= Making the Grade: The Economic Evolution of American School Districts =

2009 book by William Fischel

Making the Grade : The Economic Evolution of American School Districts is a 2009 non-fiction book by William A. Fischel. It is published by the University of Chicago Press.

The book argues that, in the words of Floyd M. Hammack of New York University, "local school districts have been and remain a crucial element in American educational policy."

The book states that voters supported changes in the American educational system and changes happened because of the voters; for example, the concept of one room schools was in rural areas due to their local circumstances, but schools then consolidated into larger schools when voters decided they should do so at the ballot box.

==Background==
Fischel had written journal articles on the topic prior to creating the book.

==Contents==
The book has six chapters. Four of them are original to the book while the other two were adapted from journals. Fischel has analyses of the geographies of school districts, with Google Earth data presented.
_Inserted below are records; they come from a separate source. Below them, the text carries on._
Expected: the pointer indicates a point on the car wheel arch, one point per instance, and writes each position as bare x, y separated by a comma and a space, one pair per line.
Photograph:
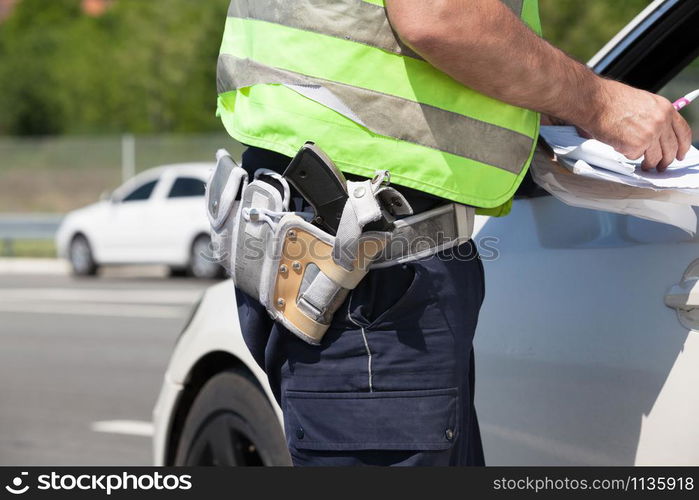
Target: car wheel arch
206, 367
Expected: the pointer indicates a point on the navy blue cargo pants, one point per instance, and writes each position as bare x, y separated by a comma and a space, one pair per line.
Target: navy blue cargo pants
392, 382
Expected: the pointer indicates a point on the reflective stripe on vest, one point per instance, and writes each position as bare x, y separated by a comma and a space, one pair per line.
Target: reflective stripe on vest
334, 71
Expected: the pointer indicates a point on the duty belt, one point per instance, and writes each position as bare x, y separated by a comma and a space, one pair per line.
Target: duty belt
301, 272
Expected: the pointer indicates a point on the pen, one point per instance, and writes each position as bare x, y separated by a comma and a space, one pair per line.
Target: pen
686, 100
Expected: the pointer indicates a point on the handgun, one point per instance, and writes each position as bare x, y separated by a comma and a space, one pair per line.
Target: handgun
321, 184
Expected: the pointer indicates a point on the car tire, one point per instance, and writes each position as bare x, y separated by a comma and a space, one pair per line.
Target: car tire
82, 262
201, 264
231, 423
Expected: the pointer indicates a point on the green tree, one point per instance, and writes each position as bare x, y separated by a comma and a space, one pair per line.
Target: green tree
142, 67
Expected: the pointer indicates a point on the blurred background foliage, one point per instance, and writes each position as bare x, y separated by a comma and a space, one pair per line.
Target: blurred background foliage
149, 66
140, 67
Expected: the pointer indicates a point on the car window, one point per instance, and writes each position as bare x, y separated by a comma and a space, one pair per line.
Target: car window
184, 187
142, 192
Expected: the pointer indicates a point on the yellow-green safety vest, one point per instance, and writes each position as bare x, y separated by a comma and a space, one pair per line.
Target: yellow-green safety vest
335, 73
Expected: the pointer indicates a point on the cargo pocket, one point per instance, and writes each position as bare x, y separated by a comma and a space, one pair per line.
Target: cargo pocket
342, 421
Fischel argued that many land owners wanted to have their land be worth more money, so they supported increased financing into public schools in proximity, and having a common school calendar.

The work also describes why some communities rejected the concept of school vouchers.

==Reception==
Sun Go of the Korea Institute of Public Finance praised the book for being "rich in insights" about its topic. He praised the journal-derived articles for being "well adapted".